I don't have a problem with unticking "Require admin password to install or update apps" in Configuration Profiles but I'd need a way to keep on top of unauthorised app installations if I was to go ahead with that.

blackholemac
Valued Contributor III

@jcarr I'm not a lawyer either but pushing them out with a remote system after having it downloaded on a master is actually how Apple recommended getting Apple apps out to a fleet when the App Store first debuted.

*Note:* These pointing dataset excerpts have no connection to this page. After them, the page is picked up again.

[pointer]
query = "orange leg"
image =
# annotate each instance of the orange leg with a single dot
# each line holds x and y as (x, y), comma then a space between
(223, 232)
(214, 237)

This article at Apple covered the procedure (link still works but Apple notes that this is an archived article that is no longer updated): https://support.apple.com/en-us/HT201115

The act of packaging itself might violate some contract, but it's interesting that they actually used to recommend deploying this way before fancy new acronym tools were avaiable.

The technique still works but is ill-advised as Device-based VPP is so much better and Apple may start implementing receipt checking at any time on their apps. It only works now because they don't. We had to use it though because we used to have the AELP program where we would get one download code but a legal agreement saying to use it up to our licensed amount. It took some pain, but I finally got Apple to convert those old agreements to device-based licensing.

DanJ_LRSFC
Contributor III

Update:

I unticked "Require admin password to install or update apps" in Configuration Profiles and now users aren't prompted for admin credentials. However, what does happen is the Mac App Store comes up with "Cannot Connect to App Store".

Is this likely to be related to "Restrict App Store to MDM installed apps and software updates"? As we have that ticked as well.

EDIT: actually never mind, there was an issue with that particular Mac.